Monday, August 21, 2006

More on your home computer

Here is a link to some sound advice on securing your home computer from the folks over at CERT at Carnegie Mellon.

Sorry folks there just wasn't much more to say about this one.

Thursday, August 17, 2006

Personal Firewalls

This article on Personal Firewalls does a really nice job of discussing the "long and the short of it."

Firewalls are a necessity, period (fullstop for those speaking the Queen's English). Folks in the security industry often speak of "Defense in Depth." In other words, you don't put everything you have in place, much like the French did prior to WWII with the Maginot Line. This incredible fortress was bypassed by the Germans, making it useless to the defense of France. Unfortunate for their history and disasterous for your data if you try it on your home computer or home network.

However, that is exactly what most folks do when they only use Anti-virus protection. And it some ways it is similar to using the same vendor for all phases of your defense. Many folks use the all-in-one packages (firewall, anti-virus, anti-spyware) from the major vendors like McAfee or Norton, but again all of the muscle is in one product. And that puts all the work on the processor of one computer as well.

My thoughts on this are simple for those with broadband internet access. Start with a hardware firewall (perimeter firewall). It's a box that is physically between your cable/DSL modem and your computer. There are several brands such as Netgear. Now do you need all the muscle it offers? Probably not, but for about $100 why not add that extra layer of protection. With this the work of your software protection products is a little less intensive. It only needs to focus on everything that gets by the hardware firewall.

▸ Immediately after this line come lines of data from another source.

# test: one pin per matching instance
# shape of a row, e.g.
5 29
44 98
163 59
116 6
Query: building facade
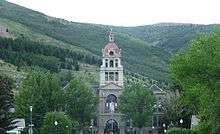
109 120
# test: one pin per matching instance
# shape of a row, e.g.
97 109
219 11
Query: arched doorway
111 127
111 103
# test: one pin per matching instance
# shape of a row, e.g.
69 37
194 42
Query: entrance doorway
111 127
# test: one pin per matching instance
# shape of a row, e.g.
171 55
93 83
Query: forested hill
144 49
172 37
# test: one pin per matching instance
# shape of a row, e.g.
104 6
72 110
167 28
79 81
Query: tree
41 90
137 102
64 124
198 72
6 100
81 102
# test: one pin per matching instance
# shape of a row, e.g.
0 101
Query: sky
128 12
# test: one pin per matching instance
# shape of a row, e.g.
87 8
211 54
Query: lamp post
30 131
164 125
152 129
67 127
91 127
131 126
181 122
56 123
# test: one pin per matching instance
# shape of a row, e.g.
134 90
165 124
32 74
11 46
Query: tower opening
111 103
111 127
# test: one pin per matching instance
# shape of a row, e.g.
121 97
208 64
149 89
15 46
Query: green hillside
173 37
145 49
138 56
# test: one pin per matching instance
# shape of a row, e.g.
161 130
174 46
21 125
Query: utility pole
30 131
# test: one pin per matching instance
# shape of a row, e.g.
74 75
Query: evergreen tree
137 102
64 124
6 101
81 102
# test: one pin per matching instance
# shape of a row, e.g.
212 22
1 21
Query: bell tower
110 121
111 70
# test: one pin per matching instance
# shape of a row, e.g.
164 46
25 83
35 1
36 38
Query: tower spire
111 36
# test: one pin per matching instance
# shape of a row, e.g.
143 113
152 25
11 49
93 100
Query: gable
111 86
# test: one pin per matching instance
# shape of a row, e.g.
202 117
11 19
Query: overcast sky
128 12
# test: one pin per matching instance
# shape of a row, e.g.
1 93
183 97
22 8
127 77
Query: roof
111 46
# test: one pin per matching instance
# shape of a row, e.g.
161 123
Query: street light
181 122
92 123
67 129
56 123
30 131
152 129
164 125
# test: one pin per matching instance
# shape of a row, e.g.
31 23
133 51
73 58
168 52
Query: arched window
111 76
111 63
106 62
111 53
111 103
116 76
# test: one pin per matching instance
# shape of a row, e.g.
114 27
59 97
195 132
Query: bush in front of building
180 131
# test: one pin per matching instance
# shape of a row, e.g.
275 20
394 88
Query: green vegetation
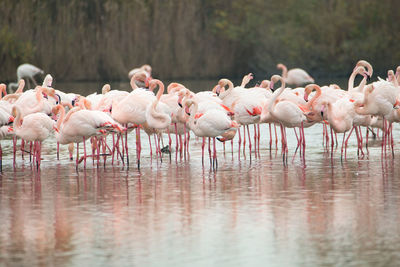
103 39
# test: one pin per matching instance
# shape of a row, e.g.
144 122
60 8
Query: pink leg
202 151
84 152
248 135
126 147
346 142
270 136
239 142
244 141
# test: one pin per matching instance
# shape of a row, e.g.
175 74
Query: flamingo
35 128
27 71
80 124
32 101
6 132
144 68
295 76
288 113
246 105
158 114
132 109
212 123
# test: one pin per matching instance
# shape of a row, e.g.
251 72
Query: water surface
254 212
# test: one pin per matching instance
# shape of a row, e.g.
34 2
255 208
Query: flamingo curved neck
315 97
284 71
18 118
62 115
21 85
274 97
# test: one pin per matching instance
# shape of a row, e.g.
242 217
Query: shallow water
250 212
247 213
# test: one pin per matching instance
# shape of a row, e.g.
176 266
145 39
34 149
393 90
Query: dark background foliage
103 39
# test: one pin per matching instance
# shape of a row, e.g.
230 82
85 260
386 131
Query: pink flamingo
212 123
132 109
295 76
80 124
35 128
289 114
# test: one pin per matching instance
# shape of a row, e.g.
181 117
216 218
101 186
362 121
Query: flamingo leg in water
346 142
248 135
126 146
244 141
202 151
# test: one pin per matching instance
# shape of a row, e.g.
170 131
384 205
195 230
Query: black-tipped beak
59 99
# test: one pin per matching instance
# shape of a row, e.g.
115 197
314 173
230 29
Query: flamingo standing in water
132 109
212 123
27 71
289 114
34 127
295 76
80 124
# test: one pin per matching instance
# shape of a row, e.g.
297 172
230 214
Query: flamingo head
147 68
280 66
147 81
397 72
274 79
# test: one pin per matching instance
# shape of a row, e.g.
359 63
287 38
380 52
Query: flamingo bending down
295 76
27 71
80 124
212 123
132 109
35 128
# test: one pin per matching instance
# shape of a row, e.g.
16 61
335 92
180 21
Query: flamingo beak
218 90
147 81
397 104
234 124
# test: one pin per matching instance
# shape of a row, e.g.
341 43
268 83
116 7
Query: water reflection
248 213
184 214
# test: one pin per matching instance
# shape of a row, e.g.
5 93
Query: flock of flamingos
105 120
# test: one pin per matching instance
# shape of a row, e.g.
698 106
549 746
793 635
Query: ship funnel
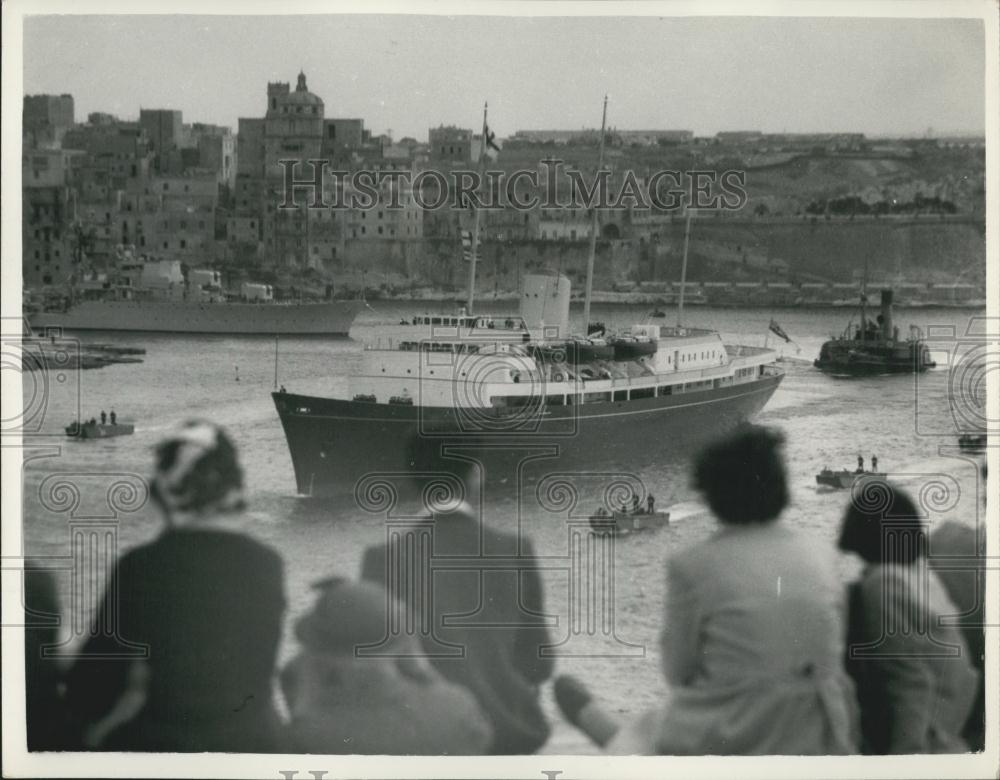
887 315
545 305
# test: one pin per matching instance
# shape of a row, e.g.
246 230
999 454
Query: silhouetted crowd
764 649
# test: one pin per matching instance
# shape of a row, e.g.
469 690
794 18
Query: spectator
502 664
753 637
203 602
914 679
390 703
45 720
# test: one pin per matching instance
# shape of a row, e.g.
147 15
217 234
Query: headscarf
197 473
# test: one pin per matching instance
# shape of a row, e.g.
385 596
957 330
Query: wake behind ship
518 390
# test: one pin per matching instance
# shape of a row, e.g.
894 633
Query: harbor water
908 422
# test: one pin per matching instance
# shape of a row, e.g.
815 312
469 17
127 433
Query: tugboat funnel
887 331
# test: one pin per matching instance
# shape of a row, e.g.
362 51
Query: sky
405 74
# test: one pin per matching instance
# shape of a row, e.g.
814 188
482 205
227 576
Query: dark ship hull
336 444
875 349
867 357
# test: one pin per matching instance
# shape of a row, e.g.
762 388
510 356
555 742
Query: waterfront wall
922 252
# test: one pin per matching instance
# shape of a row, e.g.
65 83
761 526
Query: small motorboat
96 430
621 523
844 478
974 443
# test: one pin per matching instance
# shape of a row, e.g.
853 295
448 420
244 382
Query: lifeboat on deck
632 348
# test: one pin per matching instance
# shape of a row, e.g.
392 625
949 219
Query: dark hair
882 524
742 476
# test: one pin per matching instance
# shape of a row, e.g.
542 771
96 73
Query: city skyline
709 74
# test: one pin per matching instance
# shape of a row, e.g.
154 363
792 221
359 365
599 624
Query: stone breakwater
71 355
744 294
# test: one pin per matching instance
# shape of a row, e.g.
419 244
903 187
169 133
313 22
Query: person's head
742 476
437 463
351 622
346 615
882 525
197 472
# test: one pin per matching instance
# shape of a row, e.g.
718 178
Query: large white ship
512 384
157 298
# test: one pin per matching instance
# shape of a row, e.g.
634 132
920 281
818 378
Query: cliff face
922 250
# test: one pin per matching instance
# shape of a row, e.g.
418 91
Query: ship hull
866 358
335 444
333 318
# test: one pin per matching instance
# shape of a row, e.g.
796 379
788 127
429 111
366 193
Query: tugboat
875 347
623 523
96 430
973 443
845 478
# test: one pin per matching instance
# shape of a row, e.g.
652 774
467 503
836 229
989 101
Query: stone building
46 118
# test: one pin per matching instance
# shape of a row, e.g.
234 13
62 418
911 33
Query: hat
346 615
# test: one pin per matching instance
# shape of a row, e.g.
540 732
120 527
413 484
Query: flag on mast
776 329
491 139
467 246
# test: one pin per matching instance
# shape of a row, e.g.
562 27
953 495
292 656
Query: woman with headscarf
915 679
354 688
182 648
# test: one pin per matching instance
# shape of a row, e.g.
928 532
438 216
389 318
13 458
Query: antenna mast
687 240
593 226
475 226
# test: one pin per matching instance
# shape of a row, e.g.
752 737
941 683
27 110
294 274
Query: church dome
302 96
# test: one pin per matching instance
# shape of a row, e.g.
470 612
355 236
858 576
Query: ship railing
744 350
673 332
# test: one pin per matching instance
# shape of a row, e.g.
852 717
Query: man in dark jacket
489 609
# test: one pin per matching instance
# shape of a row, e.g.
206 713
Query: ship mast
864 302
687 240
475 225
593 225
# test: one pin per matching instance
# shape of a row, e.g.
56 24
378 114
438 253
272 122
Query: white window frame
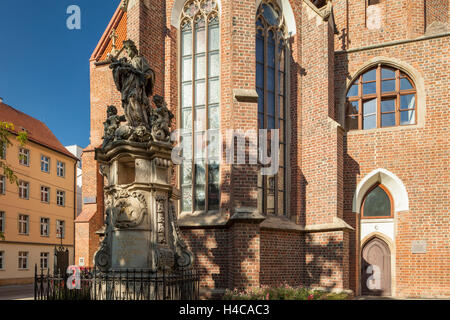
2 221
61 169
24 157
24 220
61 195
2 184
45 226
60 229
23 257
45 161
44 258
45 190
24 186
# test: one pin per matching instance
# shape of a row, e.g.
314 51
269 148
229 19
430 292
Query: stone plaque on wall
419 246
89 200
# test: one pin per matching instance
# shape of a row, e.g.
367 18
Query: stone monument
141 230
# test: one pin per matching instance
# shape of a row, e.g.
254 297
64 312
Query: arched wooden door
376 268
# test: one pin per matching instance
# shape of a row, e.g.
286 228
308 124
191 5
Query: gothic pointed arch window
377 203
271 76
381 97
200 103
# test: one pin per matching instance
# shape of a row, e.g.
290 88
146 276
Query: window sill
387 129
202 219
377 220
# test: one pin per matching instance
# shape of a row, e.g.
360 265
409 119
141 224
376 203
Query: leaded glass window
200 105
271 52
377 203
379 98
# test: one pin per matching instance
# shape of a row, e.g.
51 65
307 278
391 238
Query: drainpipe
74 205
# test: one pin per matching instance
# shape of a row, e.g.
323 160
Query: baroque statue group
135 80
140 229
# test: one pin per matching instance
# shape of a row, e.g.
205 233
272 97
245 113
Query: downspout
74 205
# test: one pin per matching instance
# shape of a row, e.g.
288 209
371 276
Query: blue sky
44 66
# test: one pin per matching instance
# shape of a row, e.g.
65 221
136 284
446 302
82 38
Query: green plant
5 131
282 292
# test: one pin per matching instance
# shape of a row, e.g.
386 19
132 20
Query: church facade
357 93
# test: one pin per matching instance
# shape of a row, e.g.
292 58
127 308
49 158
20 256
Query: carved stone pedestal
141 230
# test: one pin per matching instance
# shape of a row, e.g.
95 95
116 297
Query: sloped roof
37 131
119 23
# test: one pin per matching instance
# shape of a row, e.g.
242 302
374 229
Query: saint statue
135 80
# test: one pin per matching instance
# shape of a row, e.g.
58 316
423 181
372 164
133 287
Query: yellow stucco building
40 210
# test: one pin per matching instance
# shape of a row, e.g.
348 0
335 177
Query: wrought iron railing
128 284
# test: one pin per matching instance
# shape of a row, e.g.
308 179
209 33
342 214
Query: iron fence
128 284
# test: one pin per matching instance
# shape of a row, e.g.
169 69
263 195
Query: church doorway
376 268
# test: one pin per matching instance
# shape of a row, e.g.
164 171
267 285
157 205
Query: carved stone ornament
102 258
184 257
129 209
161 214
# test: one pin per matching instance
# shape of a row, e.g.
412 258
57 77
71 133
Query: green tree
6 130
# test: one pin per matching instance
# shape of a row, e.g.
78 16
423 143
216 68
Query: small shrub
283 292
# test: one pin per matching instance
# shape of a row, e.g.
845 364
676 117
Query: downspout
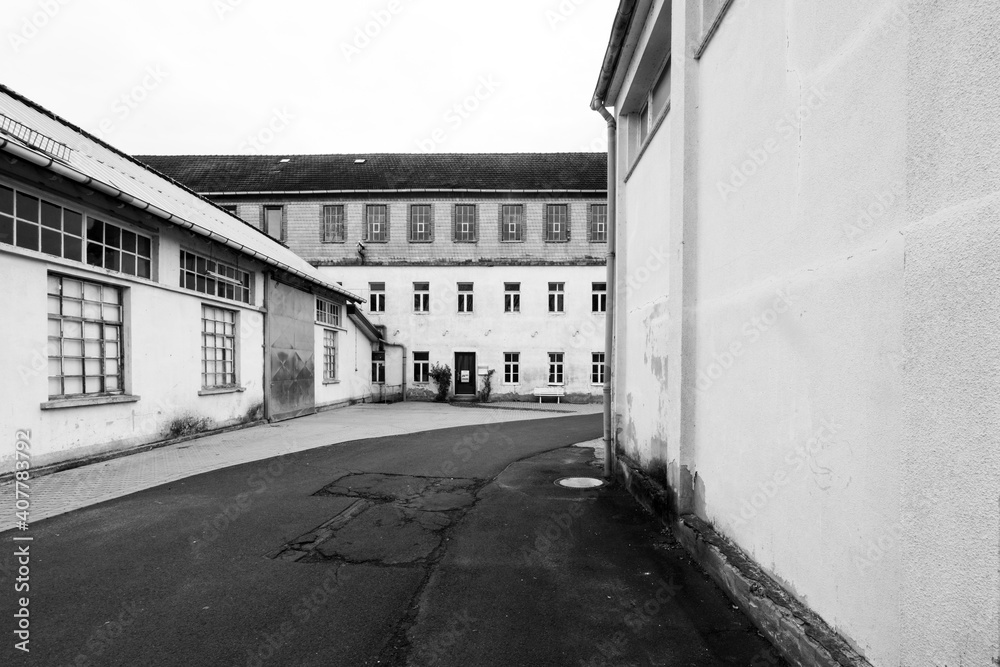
609 316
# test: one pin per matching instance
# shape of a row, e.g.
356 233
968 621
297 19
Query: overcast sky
314 76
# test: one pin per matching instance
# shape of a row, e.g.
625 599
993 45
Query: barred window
214 278
599 223
327 312
85 337
556 222
333 224
421 224
329 355
465 222
376 223
512 222
218 347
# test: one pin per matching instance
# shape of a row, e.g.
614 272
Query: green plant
442 376
487 389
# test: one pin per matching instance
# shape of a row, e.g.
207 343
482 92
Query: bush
442 376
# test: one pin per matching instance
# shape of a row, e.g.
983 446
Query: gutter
77 176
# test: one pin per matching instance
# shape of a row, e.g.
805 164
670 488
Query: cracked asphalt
447 547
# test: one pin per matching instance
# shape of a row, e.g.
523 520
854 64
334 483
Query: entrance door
465 373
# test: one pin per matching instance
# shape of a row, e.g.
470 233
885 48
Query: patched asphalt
449 547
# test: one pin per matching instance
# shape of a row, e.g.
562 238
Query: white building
814 373
476 261
137 311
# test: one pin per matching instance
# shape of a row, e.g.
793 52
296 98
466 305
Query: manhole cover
580 482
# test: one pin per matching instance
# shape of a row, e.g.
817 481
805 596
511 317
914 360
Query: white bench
542 392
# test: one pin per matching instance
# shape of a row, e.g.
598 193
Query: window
557 294
597 368
599 298
376 298
465 297
327 312
421 367
556 223
512 297
117 249
329 355
465 223
214 278
274 222
511 222
421 223
511 367
333 224
555 367
376 223
421 297
85 338
218 347
598 223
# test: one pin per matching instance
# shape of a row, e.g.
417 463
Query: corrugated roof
217 174
96 160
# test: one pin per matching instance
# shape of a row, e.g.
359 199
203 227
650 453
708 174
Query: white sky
295 77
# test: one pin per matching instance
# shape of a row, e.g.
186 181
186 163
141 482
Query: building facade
484 263
138 311
812 373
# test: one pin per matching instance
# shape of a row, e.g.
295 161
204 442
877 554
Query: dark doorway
465 373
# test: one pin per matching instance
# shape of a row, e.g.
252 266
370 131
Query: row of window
465 227
511 297
511 368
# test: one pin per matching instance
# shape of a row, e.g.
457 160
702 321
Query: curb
802 637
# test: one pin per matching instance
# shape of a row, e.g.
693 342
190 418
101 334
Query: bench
556 392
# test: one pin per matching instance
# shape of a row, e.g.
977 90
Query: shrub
442 376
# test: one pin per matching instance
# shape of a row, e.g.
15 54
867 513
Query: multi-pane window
421 297
421 367
214 278
376 223
557 297
465 222
597 368
511 367
599 298
421 225
327 312
334 230
555 368
556 222
329 355
512 222
376 297
117 249
512 297
274 222
599 223
85 337
465 297
218 347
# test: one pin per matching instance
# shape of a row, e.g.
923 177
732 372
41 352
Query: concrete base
803 638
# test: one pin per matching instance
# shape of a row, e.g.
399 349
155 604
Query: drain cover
580 482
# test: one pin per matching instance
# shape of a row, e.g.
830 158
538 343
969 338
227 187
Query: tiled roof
51 142
217 174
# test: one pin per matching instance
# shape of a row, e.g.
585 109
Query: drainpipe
609 316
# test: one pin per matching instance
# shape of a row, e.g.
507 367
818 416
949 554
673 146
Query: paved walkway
73 489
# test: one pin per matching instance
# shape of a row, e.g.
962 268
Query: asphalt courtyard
451 546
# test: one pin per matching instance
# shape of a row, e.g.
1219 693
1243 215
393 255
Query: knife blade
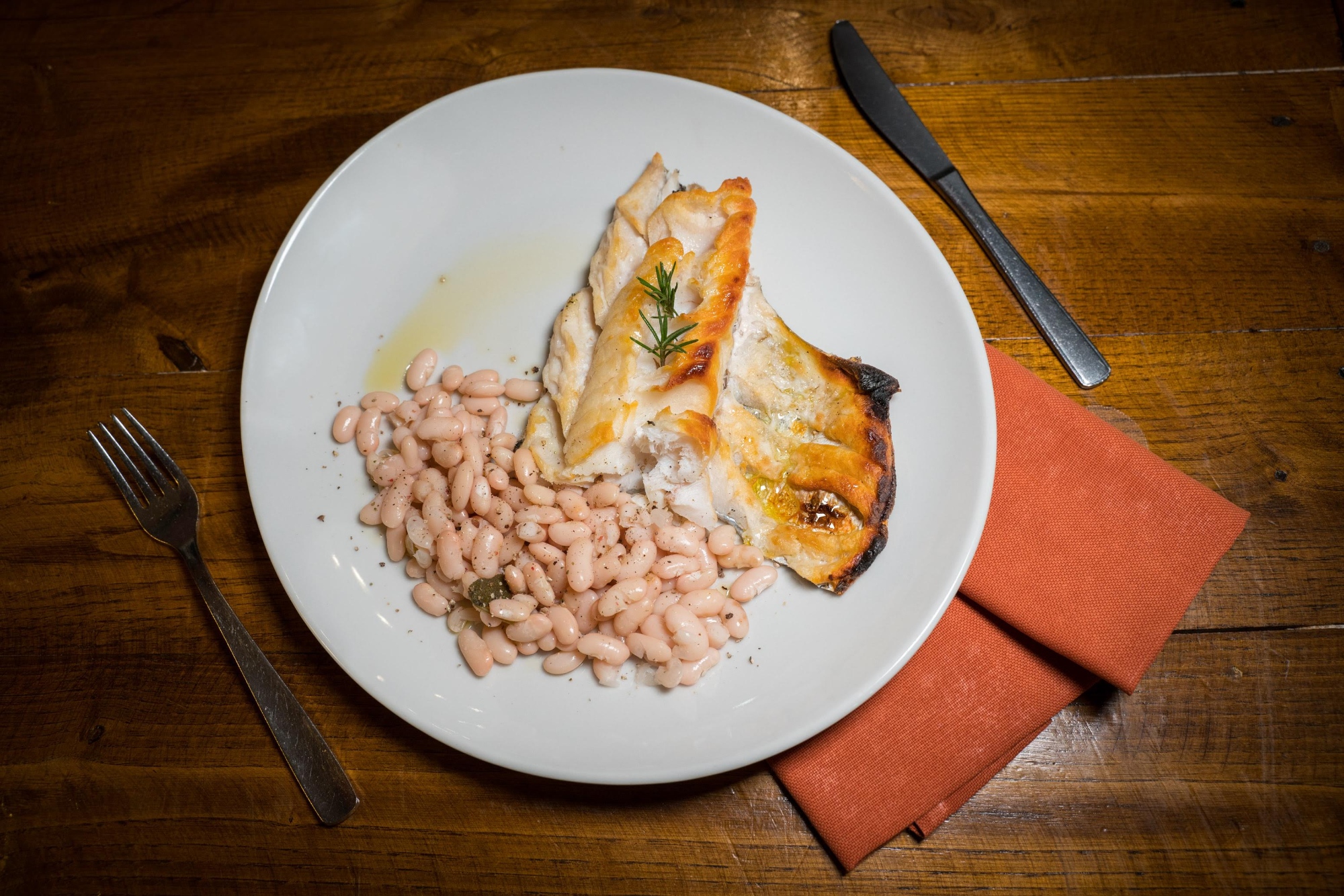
880 100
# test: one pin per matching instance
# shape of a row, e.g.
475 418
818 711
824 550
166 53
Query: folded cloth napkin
1092 553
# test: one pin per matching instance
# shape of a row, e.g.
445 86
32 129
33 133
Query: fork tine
158 449
149 465
127 492
150 495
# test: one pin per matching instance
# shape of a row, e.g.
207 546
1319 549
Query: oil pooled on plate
511 288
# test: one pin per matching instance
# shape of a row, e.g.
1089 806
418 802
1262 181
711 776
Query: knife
889 112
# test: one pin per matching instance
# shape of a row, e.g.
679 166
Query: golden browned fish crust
806 465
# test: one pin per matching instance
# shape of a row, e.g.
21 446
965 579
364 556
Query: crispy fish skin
804 464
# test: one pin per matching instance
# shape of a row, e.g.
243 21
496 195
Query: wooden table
1174 170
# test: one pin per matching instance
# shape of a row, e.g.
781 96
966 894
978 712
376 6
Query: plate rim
767 749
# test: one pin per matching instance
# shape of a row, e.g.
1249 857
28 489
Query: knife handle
1062 332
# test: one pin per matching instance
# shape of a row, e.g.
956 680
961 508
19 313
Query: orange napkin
1092 553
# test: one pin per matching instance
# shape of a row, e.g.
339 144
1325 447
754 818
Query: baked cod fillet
751 425
804 465
632 420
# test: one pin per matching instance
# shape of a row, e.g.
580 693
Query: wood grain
181 249
1105 792
1191 218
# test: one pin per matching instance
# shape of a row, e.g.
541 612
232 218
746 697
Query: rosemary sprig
665 300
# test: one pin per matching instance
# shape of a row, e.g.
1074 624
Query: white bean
497 478
677 541
632 617
603 495
636 564
579 564
604 648
499 515
452 378
366 431
548 554
482 389
573 504
501 647
537 584
398 502
447 455
538 495
428 600
463 483
514 580
607 674
409 412
718 635
486 551
663 601
475 651
753 582
743 558
396 539
544 515
605 570
734 619
626 593
480 406
511 611
670 674
411 455
697 581
525 468
566 534
427 396
505 457
421 369
584 607
450 549
472 453
532 533
647 648
435 511
522 390
343 428
557 577
462 617
373 512
704 602
655 628
562 663
674 566
389 471
690 640
514 498
691 672
440 429
530 629
485 375
385 402
564 627
480 498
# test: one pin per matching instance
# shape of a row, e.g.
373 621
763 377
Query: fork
167 510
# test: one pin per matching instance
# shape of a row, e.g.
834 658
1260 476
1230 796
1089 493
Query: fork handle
312 761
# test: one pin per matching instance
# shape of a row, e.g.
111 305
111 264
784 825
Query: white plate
503 191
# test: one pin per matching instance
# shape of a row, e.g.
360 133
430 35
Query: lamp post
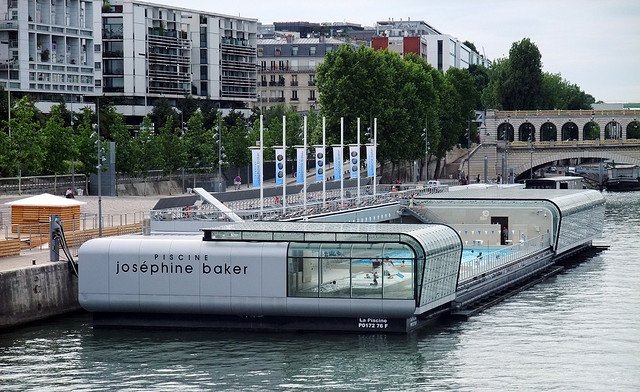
96 129
425 135
9 63
505 137
530 157
221 154
468 151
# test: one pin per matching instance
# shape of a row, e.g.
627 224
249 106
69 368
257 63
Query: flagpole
342 174
358 143
304 181
261 163
324 154
284 169
375 154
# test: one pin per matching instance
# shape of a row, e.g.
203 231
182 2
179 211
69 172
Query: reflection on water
579 330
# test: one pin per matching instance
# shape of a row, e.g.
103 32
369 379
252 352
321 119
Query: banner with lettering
371 160
354 160
320 163
256 167
337 163
280 162
301 165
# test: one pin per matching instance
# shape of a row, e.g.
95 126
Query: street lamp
221 154
96 134
425 135
530 157
9 63
505 153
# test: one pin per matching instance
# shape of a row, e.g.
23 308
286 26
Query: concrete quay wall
37 292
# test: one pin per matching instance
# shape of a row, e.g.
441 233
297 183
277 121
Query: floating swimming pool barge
373 277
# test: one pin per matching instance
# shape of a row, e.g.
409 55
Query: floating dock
447 253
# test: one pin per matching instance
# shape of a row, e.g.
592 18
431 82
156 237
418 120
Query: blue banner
280 162
337 163
320 164
301 165
354 160
256 167
371 160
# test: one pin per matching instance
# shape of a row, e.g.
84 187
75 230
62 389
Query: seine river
577 331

Think of it this way. You keep the front door of your house open so you can speak with your neighbor across the street. Bugs tend to fly through the door and you have to spend a bunch of time and effort with a flyswatter getting rid of them. Then you install a screen door and you only have to open your door once in awhile, so your "flyswatter time" is reduced.

It think that might be enough today.

Liquid explosives? And what it means for the rest of us...

What does all this mean for everyday life? Well, it's sort of the same situation as 9/10 syndrome. The only thing that's different between today and "yesterday" is how we perceive the situation. Liquid components for explosives have been a concept for a long time; I even knew some folks in high school that toyed with them.

The difference is that we are reacting to it now. Here's the deal on flying and I don't intend this to sound like a bunch of false bravado.

Whether or not someone sneaks a bomb onto a plane is generally out of your (and my) control. Simply stay alert and help where and when you can. If all you can do is calm others that are interfering with any response then do it. Rick Rescorla did much more than this on 9/11 and he exemplifies what the security professional, but the one thing that everyone that walked past him keeps stating in interviews was his calm and his efforts to keep everyone else calm as they evacuated.

So do what you can, when you can, but remember that very little has changed since the day before the announcement, except maybe your perception.

Tuesday, August 15, 2006

A short hiatus

Sorry for the break folks, I have recently moved to Washington State for a new opportunity. Just a short move across the entire U.S. from one Washington to another.

I plan on being just a tad more regular here in the near future.